Dr. Hoyt and the leadership of the ACS’s Division of Health Policy and Advocacy have been working tirelessly to enlighten the federal dialogue with a surgical perspective and have prioritized the following areas of the Act: 1) reforming payment models; 2) fixing the sustained growth rate formula flaws; 3) creating accountable care organizations; 4) introducing the Center for Medicare and Medicaid Innovation (CMI); 5) testing innovative payment methods such as bundling; and 6) ensuring that pay for performance initiatives, such as the National Surgical Quality Improvement Program, are grounded in rigorous data collection methodologies.

Concerns About the ACA

For surgeons across the United States, the ACA raises a number of important concerns. The law seeks to expand coverage to 32 million Americans. This expansion would cause physician workforce shortages to become worse in the future, overwhelming an already struggling health care delivery system. ACA does not provide a solution for the Sustainable Growth Rate. As a result, many surgeons are considering dropping out of Medicare, and many are doubtful that an expansion of Medicaid will be sufficient to deliver optimal and timely patient care. Although rural surgeons benefited from a small increase in support and a redistribution of residency training slots for general surgery, many surgeons remain concerned that the medical home will likely raise overall health care costs.

In an opinion article published in the San Francisco Examiner, former Massachusetts Department of State Treasurer Timothy Cahill expressed additional concerns about “RomneyCare,” on which the ACA was based: “No other program has grown faster … and ripped a gaping hole in the commonwealth’s budget. When universal coverage was sold to voters in 2006, they were told that it would cost about $88 million each year. The true cost to cover a mere 4% more was more than $4 billion.”
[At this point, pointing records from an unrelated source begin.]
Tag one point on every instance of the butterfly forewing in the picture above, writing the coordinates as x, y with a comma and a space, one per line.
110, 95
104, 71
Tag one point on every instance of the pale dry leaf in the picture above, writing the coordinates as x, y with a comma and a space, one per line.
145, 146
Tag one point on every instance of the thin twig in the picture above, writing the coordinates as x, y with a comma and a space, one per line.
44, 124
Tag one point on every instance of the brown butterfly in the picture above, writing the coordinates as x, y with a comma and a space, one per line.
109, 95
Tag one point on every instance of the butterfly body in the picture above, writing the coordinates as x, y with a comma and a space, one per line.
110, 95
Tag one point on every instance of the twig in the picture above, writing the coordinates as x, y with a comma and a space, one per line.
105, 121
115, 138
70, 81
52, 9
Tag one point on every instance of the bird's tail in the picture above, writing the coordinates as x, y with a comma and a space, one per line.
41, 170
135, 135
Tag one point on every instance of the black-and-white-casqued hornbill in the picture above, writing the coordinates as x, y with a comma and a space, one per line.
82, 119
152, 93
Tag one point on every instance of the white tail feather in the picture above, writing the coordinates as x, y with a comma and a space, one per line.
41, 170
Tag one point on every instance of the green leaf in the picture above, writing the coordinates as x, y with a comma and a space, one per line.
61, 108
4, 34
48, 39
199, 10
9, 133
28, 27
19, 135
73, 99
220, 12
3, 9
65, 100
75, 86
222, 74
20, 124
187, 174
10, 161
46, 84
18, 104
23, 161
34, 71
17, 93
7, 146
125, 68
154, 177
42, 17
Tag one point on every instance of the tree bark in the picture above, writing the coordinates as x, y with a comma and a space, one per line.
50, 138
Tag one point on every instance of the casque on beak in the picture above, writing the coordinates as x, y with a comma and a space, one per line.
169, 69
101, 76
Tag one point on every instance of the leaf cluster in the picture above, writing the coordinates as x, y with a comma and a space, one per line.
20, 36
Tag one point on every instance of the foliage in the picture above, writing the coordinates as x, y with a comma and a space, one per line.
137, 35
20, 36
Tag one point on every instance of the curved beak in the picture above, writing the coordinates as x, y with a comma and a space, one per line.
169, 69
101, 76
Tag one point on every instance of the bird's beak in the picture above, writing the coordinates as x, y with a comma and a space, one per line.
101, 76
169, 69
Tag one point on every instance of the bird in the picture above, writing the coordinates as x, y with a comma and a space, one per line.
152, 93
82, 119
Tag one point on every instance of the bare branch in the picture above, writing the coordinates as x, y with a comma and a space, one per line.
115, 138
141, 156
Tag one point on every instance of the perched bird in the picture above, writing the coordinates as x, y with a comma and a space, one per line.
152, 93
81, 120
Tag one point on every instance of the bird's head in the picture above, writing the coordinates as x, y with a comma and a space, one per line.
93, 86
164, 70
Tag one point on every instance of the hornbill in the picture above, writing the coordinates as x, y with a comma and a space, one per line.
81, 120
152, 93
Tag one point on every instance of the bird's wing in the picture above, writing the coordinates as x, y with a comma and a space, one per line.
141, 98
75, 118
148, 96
Surgeons and physician groups also have expressed major concern about a little-known provision of ACA, which will create a “value index.” According to the provision, “Quality of care is to be evaluated on a composite of risk-adjusted measures of quality established by the Secretary [my emphasis], such as measures that reflect health outcomes. Costs, defined as expenditures per individual, are to be evaluated based on a composite of appropriate measures of costs established by the Secretary that eliminate the effect of geographic adjustments in payment rates and take into account risk factors ... and other factors determined appropriate by the Secretary.”

The ACA contains hundreds of provisions like this, which were slowly released to the public after the bill had been signed into law. The difficult task of implementing these provisions has been delegated to the Secretary Kathleen Sibelius, a former insurance commissioner and governor, who will need expert advice and stakeholder input to truly succeed in fulfilling this challenge.

Misunderstood Surgeons

But perhaps what has surgeons most concerned are comments President Barack Obama made in 2009. On July 22, President Obama said: “[If] your child has a bad sore throat, or has repeated sore throats, the doctor may look at the reimbursement system and say to himself, ‘You know what? I make a lot more money if I take this kid’s tonsils out.’ ” And a month later at a town hall in New Hampshire, President Obama said: “Let’s take the example of diabetes … if a family care physician works with a patient to help them lose weight, modify diet, monitors whether they’re taking their medications in a timely fashion, they might get reimbursed a pittance. But if that same diabetic ends up getting their foot amputated, that’s $30,000, $40,000, $50,000—immediately the surgeon is reimbursed.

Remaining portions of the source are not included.